本研究希望藉由高分子與奈米碳球之間的作用力，減緩奈米碳球聚集的趨勢。進一步以混摻薄膜中奈米碳球與高分子的相分離，作為調控奈米碳球晶相成長的機制。這可以使得奈米碳球的相分離與晶相成長，成為提升太陽能電池效能的契機。
由探討聚芴高分子(PFs)與奈米碳球混摻系統的結果發現，於PFO/PCBM混摻系統中，PFO與PCBM傾向發生成分間的相分離，僅有微量的PFO能與PCBM互溶混合。我們也利用混摻側鏈長度較長的的聚芴高分子PF12，探討側鏈長度帶來的影響。實驗結果發現，和PFO相比，PF12與PCBM的互溶性較佳。於混摻比例同樣為5/95重量百分率時，PFO與PCBM已經形成可觀的相分離，而PF12與PCBM還是呈現相當均勻的形貌。表示側鏈長度的增加，可以使得聚芴分子較易與PCBM混合。
接著探討PCBM於相分離系統中的晶相成長，由實驗結果發現，PCBM於PFO/PCBM混摻比例為5/95重量百分率的薄膜中晶相成長，主要是發展成球晶的結晶型態。由初始狀態的相分離形貌，到於低溫持溫所形成的PCBM小球晶，最後到於高溫持溫發展的大尺寸PCBM球晶。而提高PFO的混摻比例至10/90重量百分率時，發現PCBM於高溫持溫能發展出PCBM的單晶連續網路。
相較於PFO，PF12/PCBM均勻薄膜於相對低溫持溫時，PCBM就能發展出大範圍的晶相成長。表示PCBM於PF12/PCBM混摻薄膜中，較易擴散，結晶成長不會受到分子供給效率的影響，促使PCBM發展球晶的結晶型態。即使提高PF12的混摻比例，也無法發展出如PFO/PCBM混摻薄膜中的PCBM網狀的單晶通路，但可以觀察到樹狀晶的出現。

SUMMARY
In this study, the phase separation behavior of a binary blend system of poly(9,9-di-n-octyl-2,7-fluorene)(PFO)/[6,6]-C61-butyric acid-methyl ester(PCBM) has been studied. The constituent component PCBM is a derivative of carbon allotrope, and is widely used in solar cell.

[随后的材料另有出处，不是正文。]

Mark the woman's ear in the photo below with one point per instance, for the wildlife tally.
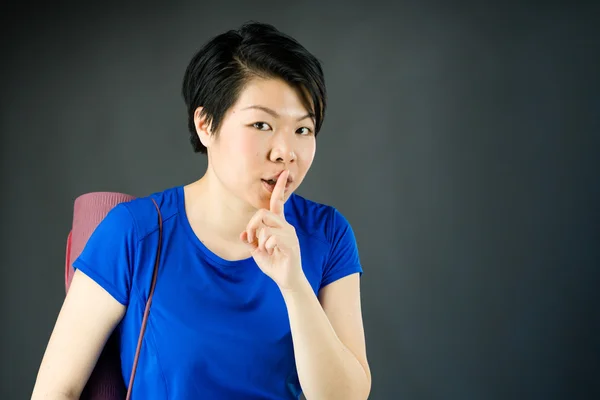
(202, 128)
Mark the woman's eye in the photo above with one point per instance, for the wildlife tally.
(304, 131)
(262, 126)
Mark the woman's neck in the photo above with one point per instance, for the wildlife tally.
(210, 204)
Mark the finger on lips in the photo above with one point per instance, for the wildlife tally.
(278, 194)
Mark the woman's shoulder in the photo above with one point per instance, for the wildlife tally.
(314, 219)
(143, 211)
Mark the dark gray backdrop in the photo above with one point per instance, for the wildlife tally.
(461, 142)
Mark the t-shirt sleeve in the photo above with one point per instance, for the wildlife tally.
(108, 255)
(343, 256)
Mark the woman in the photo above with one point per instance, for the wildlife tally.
(258, 291)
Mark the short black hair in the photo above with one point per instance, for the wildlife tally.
(219, 71)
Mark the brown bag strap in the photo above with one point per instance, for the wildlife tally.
(148, 303)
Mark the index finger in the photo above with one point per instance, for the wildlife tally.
(278, 195)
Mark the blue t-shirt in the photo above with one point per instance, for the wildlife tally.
(217, 329)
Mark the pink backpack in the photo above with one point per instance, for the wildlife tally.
(106, 381)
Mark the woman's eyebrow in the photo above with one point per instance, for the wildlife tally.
(275, 114)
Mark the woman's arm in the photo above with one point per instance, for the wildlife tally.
(329, 341)
(87, 318)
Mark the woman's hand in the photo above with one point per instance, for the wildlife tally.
(273, 242)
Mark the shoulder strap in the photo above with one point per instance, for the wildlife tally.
(148, 303)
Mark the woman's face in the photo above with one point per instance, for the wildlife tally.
(267, 131)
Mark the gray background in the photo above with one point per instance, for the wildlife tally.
(461, 142)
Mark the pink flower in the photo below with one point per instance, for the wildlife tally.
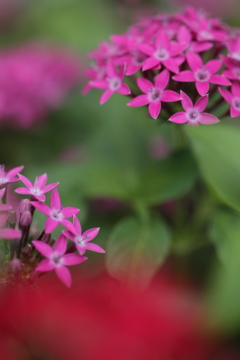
(81, 240)
(113, 83)
(155, 93)
(10, 176)
(194, 114)
(202, 74)
(7, 233)
(57, 259)
(38, 189)
(163, 52)
(233, 98)
(57, 214)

First, the phase separation of PFO and PCBM has been observed by transmission electron microscopy (TEM), and the increase of mixing ratio of polymer was found to significantly widen the networks of phase separation.

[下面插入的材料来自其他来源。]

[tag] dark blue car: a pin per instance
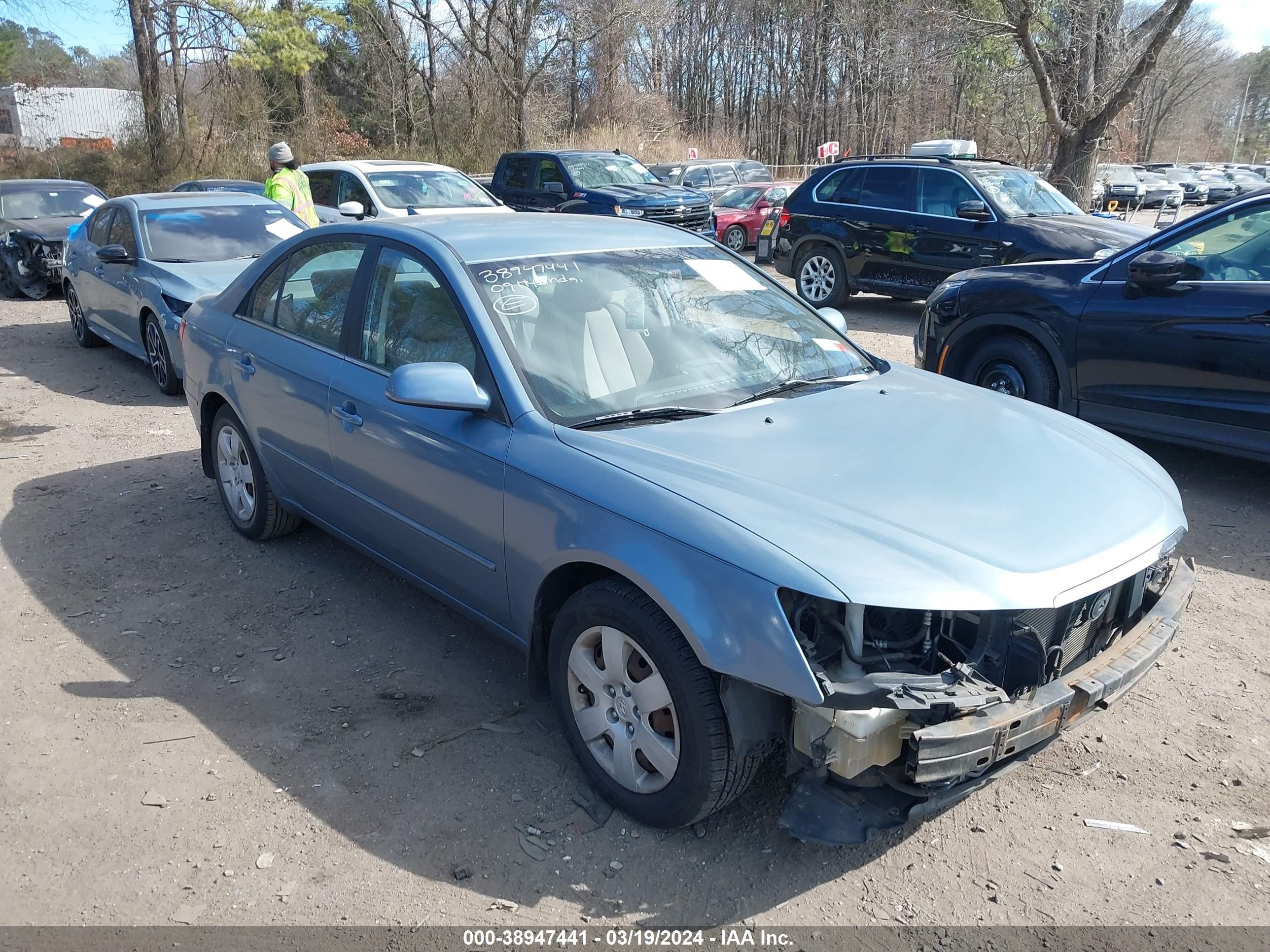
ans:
(598, 183)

In addition, the effect of annealing temperature on PCBM crystallization behavior in PFO/PCBM blend has been explored. When we increased the mixing ratio of PFO or annealing temperature, diffusion and supply efficiency of PCBM would decrease as being hindered by mixed polyfluorenes. When the diffusion efficiency of PCBM is significantly lessened, dendritic crystal of PCBM were widely developed instead of spherulites. With the increase of side-chain length of blended polyfluorene, more free volume is created in mixture, which improves diffusion efficiency of PCBM and thus efficiency of PCBM crystallization in blends.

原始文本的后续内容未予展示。